The latest entry into the dumb takes department is Outkick founder Clay Travis, who should generally be ignored, except that he has a prominent platform for conservatives and appears on popular cable shows like Sean Hannity’s on Fox.

The latest trigger point was Clark being shoved to the ground by Chicago Sky player Chennedy Carter during a game on Saturday, which drew a foul. It spurred a huge debate on whether the foul was Clark being bullied for being the new kid on the block or whether it was just basketball.

It also led people like Travis to inject race and sexuality into the mix, a volatile combination from someone who is a provocateur and not a sociologist.

“Caitlin Clark is a white heterosexual woman in a Black lesbian league and they resent and are jealous of all of the attention and the shoe deal that she got.
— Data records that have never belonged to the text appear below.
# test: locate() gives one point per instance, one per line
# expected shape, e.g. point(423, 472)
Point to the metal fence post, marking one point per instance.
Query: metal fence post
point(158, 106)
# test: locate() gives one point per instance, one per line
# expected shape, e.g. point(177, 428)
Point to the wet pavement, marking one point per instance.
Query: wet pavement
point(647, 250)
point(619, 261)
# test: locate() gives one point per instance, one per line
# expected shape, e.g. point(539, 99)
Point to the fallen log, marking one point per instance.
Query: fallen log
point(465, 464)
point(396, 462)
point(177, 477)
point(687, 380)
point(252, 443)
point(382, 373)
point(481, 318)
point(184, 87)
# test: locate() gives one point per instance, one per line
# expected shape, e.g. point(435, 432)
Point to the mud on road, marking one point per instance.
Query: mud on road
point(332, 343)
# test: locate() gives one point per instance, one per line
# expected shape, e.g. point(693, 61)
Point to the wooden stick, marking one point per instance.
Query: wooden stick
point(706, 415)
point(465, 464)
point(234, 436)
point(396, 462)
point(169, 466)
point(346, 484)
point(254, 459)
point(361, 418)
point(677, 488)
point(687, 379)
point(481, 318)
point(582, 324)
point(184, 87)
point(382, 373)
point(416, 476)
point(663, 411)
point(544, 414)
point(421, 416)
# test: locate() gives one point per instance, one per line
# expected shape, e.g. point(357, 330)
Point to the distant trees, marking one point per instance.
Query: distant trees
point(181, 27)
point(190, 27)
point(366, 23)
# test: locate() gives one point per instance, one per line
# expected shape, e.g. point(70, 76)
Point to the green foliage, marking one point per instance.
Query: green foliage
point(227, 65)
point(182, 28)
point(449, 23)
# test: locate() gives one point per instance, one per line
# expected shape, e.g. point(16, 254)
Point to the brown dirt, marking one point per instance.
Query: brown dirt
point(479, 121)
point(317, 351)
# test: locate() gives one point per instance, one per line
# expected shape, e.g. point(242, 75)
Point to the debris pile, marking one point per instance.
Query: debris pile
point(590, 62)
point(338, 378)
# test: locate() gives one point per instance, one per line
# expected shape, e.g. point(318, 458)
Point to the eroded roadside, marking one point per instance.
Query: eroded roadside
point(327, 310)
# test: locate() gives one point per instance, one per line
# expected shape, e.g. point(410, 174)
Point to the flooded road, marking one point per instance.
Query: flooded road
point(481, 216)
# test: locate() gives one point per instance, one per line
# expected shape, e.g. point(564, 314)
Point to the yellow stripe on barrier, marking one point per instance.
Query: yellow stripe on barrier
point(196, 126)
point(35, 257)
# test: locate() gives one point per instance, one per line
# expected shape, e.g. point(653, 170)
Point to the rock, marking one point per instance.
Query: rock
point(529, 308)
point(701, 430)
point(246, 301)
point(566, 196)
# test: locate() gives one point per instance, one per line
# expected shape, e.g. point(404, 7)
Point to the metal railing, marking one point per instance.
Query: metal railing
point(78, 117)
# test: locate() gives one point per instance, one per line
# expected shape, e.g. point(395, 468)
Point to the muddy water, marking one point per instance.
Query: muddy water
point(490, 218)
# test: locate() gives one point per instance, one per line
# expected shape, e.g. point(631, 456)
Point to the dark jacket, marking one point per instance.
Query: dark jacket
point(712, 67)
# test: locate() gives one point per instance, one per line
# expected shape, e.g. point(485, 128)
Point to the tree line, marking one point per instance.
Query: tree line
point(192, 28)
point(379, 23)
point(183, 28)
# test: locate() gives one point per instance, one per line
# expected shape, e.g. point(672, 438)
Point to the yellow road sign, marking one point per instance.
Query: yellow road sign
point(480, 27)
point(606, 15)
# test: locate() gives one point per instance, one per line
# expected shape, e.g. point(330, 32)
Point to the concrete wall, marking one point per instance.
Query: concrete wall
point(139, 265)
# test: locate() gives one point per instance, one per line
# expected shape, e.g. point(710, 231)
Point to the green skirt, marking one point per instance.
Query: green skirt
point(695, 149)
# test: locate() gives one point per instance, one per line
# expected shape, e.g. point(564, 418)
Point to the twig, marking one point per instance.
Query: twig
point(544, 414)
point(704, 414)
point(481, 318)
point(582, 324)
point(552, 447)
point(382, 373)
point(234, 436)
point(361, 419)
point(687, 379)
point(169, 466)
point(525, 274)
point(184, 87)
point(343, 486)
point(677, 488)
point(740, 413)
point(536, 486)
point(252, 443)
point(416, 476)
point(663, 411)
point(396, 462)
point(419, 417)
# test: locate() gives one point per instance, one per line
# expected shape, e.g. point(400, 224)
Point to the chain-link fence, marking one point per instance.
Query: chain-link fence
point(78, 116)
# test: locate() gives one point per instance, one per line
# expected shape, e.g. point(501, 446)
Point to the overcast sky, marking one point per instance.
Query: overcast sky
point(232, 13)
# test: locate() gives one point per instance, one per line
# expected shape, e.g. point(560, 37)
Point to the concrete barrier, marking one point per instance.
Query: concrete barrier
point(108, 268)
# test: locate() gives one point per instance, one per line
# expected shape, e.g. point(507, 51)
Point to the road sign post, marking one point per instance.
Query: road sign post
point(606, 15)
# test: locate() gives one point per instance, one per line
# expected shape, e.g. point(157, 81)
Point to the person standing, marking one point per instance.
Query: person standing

And instead of recognizing the truth, which is great athletes who people care about coming into your league really do get everybody more money,” Travis told Hannity on Monday.

When Hannity asked what lesbians had to do with it, Travis replied by making up a stat.
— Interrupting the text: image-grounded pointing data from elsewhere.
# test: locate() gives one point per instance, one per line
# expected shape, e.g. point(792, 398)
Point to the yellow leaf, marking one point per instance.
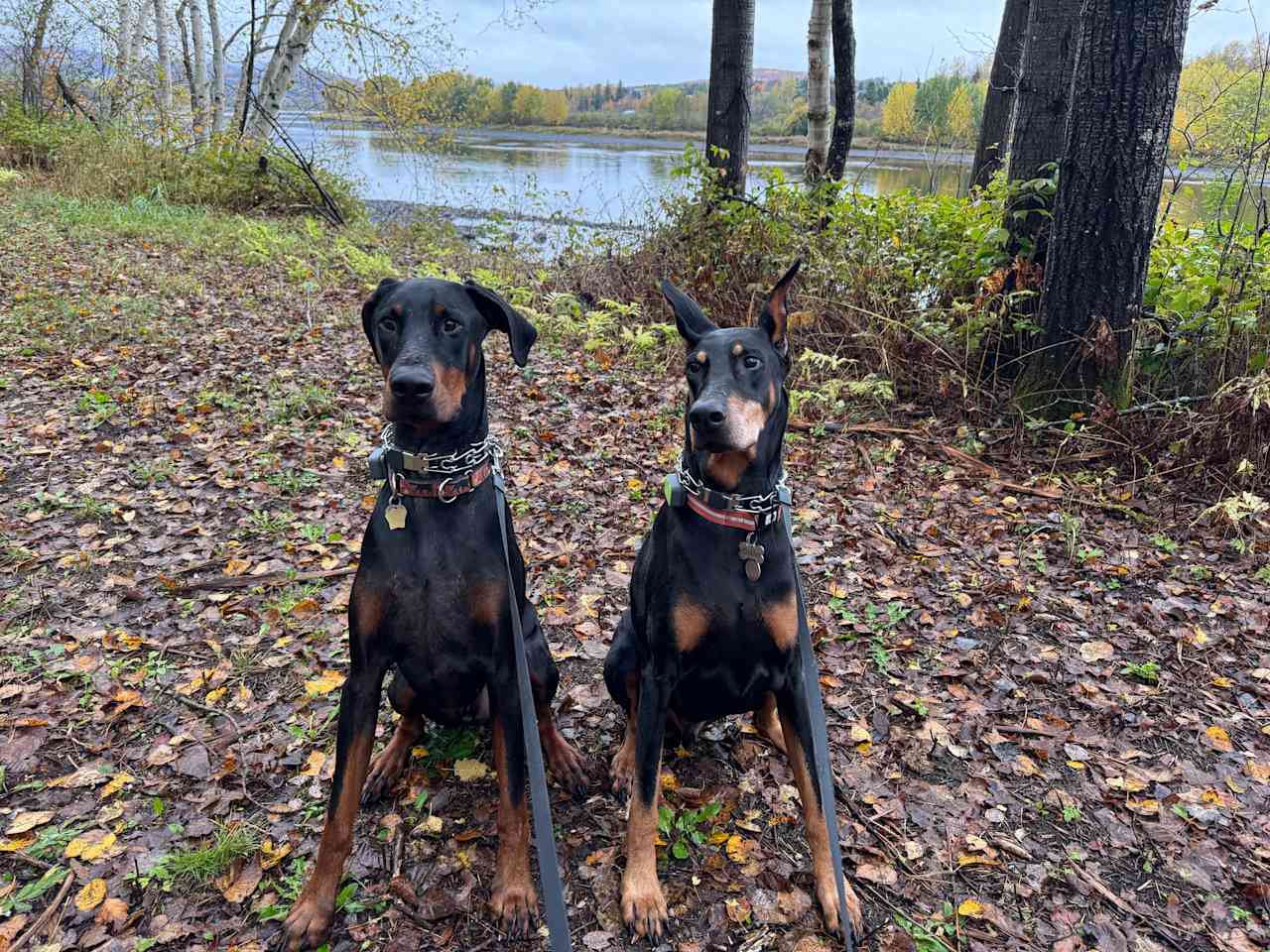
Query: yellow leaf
point(271, 857)
point(468, 771)
point(313, 766)
point(970, 907)
point(118, 782)
point(238, 566)
point(90, 847)
point(325, 683)
point(26, 820)
point(91, 895)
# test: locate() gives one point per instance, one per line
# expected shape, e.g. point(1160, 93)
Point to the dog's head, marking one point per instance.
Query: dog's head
point(427, 339)
point(735, 381)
“70% lesbian,” Travis said. “And I think her having a boyfriend, I think it’s a fiancé, who by the way said there needs to be an enforcer, creates two different identity politics universes that she doesn’t fit in in this league. They don’t like her cause she’s white and they don’t like her cause she’s straight. And as a result, the league is coming undone around her even though she’s bringing in new fans.”

For the record, there is no way to determine the percentage of lesbians in the WNBA, though 70% seems absurdly high. In fact, a humanities paper from 2022 came up with a figure of 38% of the players being lesbians, citing a WNBA study from years ago.

In fact, the WNBA “commissioned a study in 2012 that found that 25% of lesbians watch the league’s games on TV while 21% have attended a game” (Associated Press, 2014). … In regard to players, the present study found that ~38% of WNBA players are lesbian.

While we hope that these breakdowns dissuade overgeneralizations of the WNBA as a majority lesbian league, the proportion of LGBTQ supporters and participants highlights the unique inclusivity of women‟s professional sports. From the standpoint of intersectionality, lesbians are at risk for double discrimination in the general public sphere (as women and as non-heterosexuals) (Lenskyj,1991). However, in the unique sphere of professional sports, the playing field seems effectively leveled for lesbians relative to straight women

The WNBA and Athletic Performance Based on Sexual Orientation

As for Travis’ comment that the league is “becoming undone,” that’s preposterous. The WNBA is doing better than ever because of new stars like Clark, Angel Reese and Cameron Brink. People like Travis are vested in making everything about some culture-war trope and Clark, a white player, being shoved by Carter, a Black player, is catnip for ginning up outrage and clicks.

Fortunately, Clark is taking it all in stride, with her reaction to the foul: “I wasn’t expecting that,” Clark said after the game. “But I think it’s just like, ‘Respond, calm down, and let your play do the talking.'” It’s nice that someone is being the adult.